Il 4 luglio 2017 la Corte d’Appello di Trieste ha confermato, riformando in mitius l’apparato sanzionatorio, la condanna emessa dal Tribunale di Pordenone nei confronti di RB, in relazione al reato di lesioni personali colpose commesso in danno del dipendente GD nel periodo 2008-2009: RB, con condotte vessatorie e persecutorie poste in essere sul posto di lavoro, si è reso responsabile di una marcata patologia psichiatrica insorta nel GD.

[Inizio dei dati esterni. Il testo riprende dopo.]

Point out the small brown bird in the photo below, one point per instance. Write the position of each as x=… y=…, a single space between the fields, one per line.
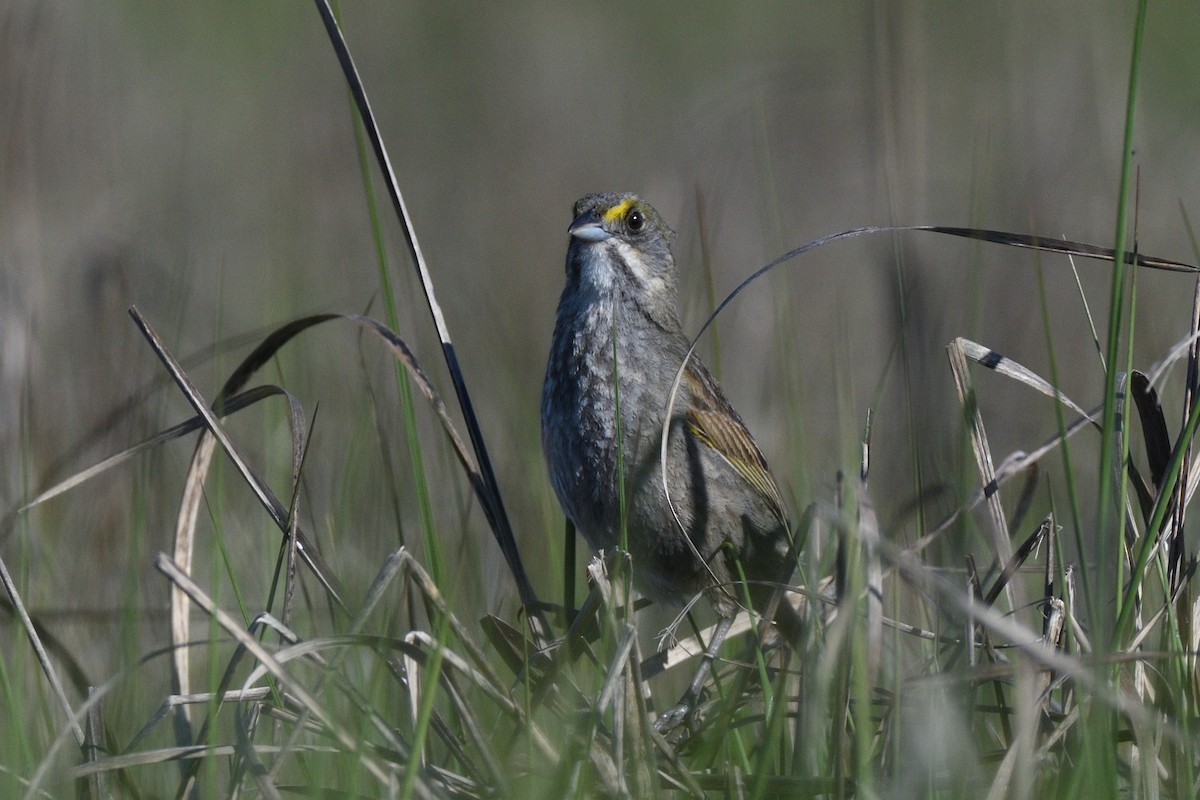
x=616 y=350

Condannato dalle corti territoriali, sia in primo che in secondo grado, RB ricorre in Cassazione, adducendo tre diversi motivi a fondamento del ricorso, risultati infondati all’esame della Corte, ma ottenendo l’annullamento senza rinvio della sentenza per l’intervenuta prescrizione del reato.

In particolare, RB affida il ricorso a tre diversi motivi di lagnanza: col primo motivo sostiene che l’affermazione di responsabilità non possa trovare fondamento nell’apparato testimoniale; secondariamente, pone in dubbio la sussistenza del nesso causale tra condotte e insorgenza dei disturbi psichiatrici nella persona offesa; infine, sostiene come il trattamento sanzionatorio risulti immotivato, aggiungendo la censura all’inesattezza di quanto asserito dalla Corte d’Appello di Trieste in merito alla prescrizione del reato.

La Suprema Corte ritiene di non poter valutare quale manifestamente infondato il ricorso accogliendolo nella parte in cui si eccepisce il decorso dei termini di prescrizione del reato. Come sostenuto da acclarata giurisprudenza, nel reato di lesioni colpose il termine di prescrizione inizia a decorrere dal momento in cui si sono svolti i fatti o dal momento di insorgenza della malattia. Nel caso di specie non è stato quindi condivisibile il riferimento della corte territoriale alla data di cessazione del rapporto lavorativo (8 dicembre 2011), dovendo piuttosto far riferimento al 6 agosto 2010, quale ultima fase documentata del progredire della patologia, data a partire dalla quale risultava decorso il termine di prescrizione.

Per questi motivi, la Corte di Cassazione annulla senza rinvio la sentenza impugnata, per i soli effetti penali, risultando estinto il reato per prescrizione.